A Pi-Powered Plan 9 Cluster

rcarmo · on March 14, 2019

I’d love to have read more about the cluster configuration, because it looks like the only machine that actually ran Plan9 was the one with the display...

I’ve been lurking in the 9fans mailing-list for years and kept a Pi running Plan9 as a sort of 24/7 “home console” (to log in to other machines) for a long time, but I recently upgraded that to a 3B+ and Raspbian instead due to the lack of a good enough web browser, and having a cluster of my own (now running k3s), I would have liked to see a reference configuration of some sort.

The Plan9/Inferno ecosystem has always been fascinating to me, but it’s so closed upon itself that it’s hard to, say, go out into GitHub (or equivalent) and find actively maintained tools (or even blog posts with updated info), and source archives seem to be maintained by fewer and fewer people...

MisterTea · on March 14, 2019

> , and source archives seem to be maintained by fewer and fewer people...

Untrue, the community is quite active and alive.

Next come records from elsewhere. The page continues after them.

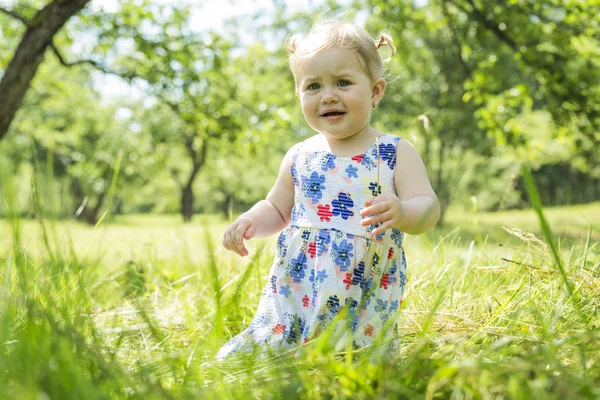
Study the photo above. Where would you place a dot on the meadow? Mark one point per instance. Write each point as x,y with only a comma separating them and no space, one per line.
138,306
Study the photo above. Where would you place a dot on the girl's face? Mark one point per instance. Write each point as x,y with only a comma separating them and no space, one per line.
336,94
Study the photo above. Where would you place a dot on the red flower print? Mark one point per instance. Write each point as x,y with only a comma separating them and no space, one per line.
312,249
278,329
324,212
305,301
348,280
385,281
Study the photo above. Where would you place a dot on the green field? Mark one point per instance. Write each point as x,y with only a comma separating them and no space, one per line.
137,307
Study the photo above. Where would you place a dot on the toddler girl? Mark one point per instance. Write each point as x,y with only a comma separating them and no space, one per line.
343,198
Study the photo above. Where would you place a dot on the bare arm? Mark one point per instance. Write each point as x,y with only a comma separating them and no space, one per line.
267,216
415,208
421,208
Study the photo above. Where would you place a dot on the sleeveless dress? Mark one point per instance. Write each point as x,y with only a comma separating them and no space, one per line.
326,261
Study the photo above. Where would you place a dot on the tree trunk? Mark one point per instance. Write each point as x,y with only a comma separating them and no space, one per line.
443,192
29,55
187,203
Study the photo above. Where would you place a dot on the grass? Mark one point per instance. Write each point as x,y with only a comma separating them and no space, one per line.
137,307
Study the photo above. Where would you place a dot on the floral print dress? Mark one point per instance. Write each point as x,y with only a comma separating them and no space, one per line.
326,261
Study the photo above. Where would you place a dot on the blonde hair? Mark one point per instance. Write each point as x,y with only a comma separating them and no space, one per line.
335,33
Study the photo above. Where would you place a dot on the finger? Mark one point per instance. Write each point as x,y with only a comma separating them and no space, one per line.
250,232
378,218
239,238
377,208
383,227
231,244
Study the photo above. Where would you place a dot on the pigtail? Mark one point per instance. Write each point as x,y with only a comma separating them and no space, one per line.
386,40
290,44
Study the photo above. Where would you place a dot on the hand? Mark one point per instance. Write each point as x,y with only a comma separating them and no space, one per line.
388,212
233,238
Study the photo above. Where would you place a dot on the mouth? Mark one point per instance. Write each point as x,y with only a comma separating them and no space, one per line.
332,114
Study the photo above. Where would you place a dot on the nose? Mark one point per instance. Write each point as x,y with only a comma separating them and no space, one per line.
329,96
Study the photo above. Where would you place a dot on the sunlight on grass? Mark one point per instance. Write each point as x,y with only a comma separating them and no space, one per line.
138,307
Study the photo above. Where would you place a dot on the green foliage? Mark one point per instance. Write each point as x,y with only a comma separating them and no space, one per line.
139,318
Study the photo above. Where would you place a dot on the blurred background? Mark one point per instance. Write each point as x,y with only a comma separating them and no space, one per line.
187,107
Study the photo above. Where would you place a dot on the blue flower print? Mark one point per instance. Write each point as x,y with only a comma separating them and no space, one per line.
343,253
328,162
298,212
312,186
374,188
393,306
387,152
368,162
358,274
281,239
333,304
351,171
392,271
294,173
273,283
397,236
297,267
323,240
381,305
285,291
402,279
305,234
342,206
320,277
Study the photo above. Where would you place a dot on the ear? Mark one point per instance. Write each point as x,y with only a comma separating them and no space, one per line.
378,90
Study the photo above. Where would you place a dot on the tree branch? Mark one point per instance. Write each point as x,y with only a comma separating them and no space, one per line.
457,43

I've lurked for years, but this past spring I stumbled on 9gridchan. I was hooked and drawn in by it's simple the interfaces, clean api's (just look at the man page for dial(2)), fresh take on a C library, and great documentation.

Second, pure labs Plan 9 is pretty much unmaintained. 9front is the most up-to-date distribution complete with a very active community and a small yet extremely talented group of core developers. You also have 9gridchan which is maintained by another talented individual. 9gridchan is two things: first a 9front fork called ANTS and a publically accessible grid system where users can connect to share files, chat in an irc like chat program which is just a shared text file and the ability to plumb messages, code and images. In addition, there's spawngrid which provides on demand CPU environments similar to Linux containers.

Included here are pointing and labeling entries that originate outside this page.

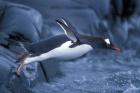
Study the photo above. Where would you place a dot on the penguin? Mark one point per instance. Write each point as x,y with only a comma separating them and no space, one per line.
68,46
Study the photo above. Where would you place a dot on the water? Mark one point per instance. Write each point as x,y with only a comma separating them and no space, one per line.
98,72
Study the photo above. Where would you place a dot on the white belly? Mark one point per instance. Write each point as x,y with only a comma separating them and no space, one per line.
65,52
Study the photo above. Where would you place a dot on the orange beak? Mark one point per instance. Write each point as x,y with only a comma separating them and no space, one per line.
116,49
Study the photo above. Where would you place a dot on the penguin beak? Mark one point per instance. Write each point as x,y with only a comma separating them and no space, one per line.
116,49
62,22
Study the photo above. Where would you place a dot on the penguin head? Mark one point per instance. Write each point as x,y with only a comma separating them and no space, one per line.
109,45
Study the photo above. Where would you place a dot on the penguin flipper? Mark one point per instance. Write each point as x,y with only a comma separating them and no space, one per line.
68,29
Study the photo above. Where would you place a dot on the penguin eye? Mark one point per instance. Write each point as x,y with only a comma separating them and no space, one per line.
107,41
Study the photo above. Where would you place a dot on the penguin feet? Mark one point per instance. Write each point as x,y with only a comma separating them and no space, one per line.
21,59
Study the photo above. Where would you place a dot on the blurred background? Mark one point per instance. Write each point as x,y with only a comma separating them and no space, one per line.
101,71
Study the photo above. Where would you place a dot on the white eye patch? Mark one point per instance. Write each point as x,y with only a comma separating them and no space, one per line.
64,22
107,41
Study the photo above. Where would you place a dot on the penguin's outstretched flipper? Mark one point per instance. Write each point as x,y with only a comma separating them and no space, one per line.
69,30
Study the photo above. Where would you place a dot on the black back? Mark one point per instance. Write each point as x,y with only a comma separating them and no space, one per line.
46,45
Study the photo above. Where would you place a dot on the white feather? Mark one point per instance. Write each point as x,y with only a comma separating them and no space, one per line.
63,52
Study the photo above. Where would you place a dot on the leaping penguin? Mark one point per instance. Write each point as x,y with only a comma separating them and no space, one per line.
70,45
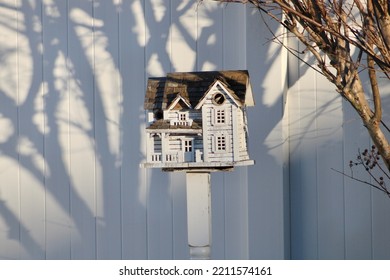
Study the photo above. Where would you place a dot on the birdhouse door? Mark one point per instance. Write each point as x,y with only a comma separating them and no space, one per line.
188,150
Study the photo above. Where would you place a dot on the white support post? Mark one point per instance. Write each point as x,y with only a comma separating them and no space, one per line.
199,214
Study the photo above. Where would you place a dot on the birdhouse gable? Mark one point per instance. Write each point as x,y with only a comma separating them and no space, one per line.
218,94
179,103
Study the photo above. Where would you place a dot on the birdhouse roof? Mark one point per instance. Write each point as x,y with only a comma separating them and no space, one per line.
191,87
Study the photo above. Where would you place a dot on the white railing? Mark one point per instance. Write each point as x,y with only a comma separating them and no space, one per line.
181,123
156,157
170,157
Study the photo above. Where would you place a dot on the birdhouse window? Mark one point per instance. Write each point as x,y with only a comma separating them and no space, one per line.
182,116
188,145
220,116
219,98
221,143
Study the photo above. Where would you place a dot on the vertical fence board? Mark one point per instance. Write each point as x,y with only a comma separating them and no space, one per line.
132,27
31,129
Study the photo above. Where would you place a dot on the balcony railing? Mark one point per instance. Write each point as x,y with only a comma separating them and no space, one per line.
169,157
181,123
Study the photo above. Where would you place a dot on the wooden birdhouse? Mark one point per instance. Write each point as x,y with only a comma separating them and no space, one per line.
197,120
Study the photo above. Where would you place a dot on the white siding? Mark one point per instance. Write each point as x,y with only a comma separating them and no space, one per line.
72,87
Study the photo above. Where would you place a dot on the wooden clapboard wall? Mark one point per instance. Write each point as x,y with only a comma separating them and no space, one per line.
72,83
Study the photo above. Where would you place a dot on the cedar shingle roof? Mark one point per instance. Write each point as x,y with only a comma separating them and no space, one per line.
192,86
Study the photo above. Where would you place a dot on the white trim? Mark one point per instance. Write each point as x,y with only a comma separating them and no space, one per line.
211,91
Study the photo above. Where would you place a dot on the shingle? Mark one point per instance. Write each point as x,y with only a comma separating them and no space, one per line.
161,91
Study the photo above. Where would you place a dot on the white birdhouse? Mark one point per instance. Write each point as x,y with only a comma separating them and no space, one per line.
197,120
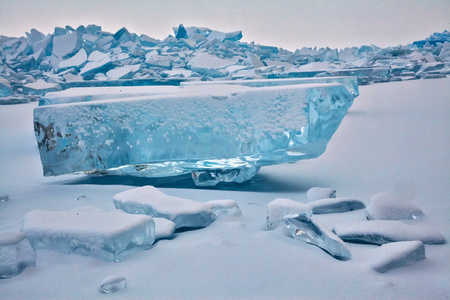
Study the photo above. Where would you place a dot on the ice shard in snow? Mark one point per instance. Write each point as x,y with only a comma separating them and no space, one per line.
216,132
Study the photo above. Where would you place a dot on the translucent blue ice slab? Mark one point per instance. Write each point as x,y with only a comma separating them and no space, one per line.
217,132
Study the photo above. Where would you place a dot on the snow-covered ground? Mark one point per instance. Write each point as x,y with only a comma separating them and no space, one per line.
395,138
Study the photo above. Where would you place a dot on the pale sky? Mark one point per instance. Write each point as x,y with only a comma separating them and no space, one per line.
289,24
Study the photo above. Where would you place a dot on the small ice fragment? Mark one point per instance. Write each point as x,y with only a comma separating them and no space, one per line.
304,229
164,228
112,284
16,254
224,207
399,254
107,235
148,200
387,206
317,193
335,205
281,207
386,231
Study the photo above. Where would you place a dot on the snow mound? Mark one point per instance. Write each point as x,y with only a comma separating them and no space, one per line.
148,200
387,206
16,254
111,236
281,207
399,254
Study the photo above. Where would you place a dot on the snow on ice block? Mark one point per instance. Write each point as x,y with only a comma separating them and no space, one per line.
224,207
399,254
16,254
148,200
386,231
387,206
303,228
164,228
280,207
335,205
349,82
318,193
112,284
166,135
110,235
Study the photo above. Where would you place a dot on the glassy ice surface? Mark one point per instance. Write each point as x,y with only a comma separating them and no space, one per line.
388,206
148,200
317,193
303,228
164,228
111,236
224,207
387,231
280,207
399,254
335,205
16,254
112,284
219,130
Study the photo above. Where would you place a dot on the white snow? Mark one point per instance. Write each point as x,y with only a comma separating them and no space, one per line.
388,206
335,205
394,138
399,254
105,235
148,200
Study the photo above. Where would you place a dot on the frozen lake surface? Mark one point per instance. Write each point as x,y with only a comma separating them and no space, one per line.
394,139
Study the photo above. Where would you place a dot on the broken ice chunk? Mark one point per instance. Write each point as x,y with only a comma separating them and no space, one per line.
224,207
40,87
148,200
281,207
335,205
387,206
97,61
164,228
350,83
166,135
16,254
110,236
112,284
5,87
399,254
303,228
4,197
317,193
386,231
75,61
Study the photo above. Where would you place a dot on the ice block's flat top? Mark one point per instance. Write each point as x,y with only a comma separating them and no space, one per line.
87,223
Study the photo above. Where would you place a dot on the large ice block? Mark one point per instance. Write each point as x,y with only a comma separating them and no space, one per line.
110,236
217,129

rcarmo · on March 15, 2019

Well, only the other day people were discussing how to keep the archives alive on the mailing-list. And the community hasn’t been very active in the sense of new projects, software ports, etc.

Plus the number of e-mails I get has been steadily decreasing over time...

MisterTea · on March 15, 2019

Depends on which community camp you're in. I'm more in the 9front camp where yes, you have to deal with a lot of younger people, some even young teens. They lurk 4chan and meme like children but it's active and there are a lot of passionate people on there. There is even a 9front discord clent called disco that's written in Go. There is also an IRC bridge (##9fans on freenode).

The 9front camp might be off putting to some but I don't mind. It's good to see young people be passionate about something and actively participate.

calvinmorrison · on March 15, 2019

that and hubchat is where a lot of conversation goes on. #cat-v is a perennial winner of course.

There's plenty of ongoing work. the ANTS stuff in particular coming from mycrotiv is pretty interesting, though as usual somewhat whacky.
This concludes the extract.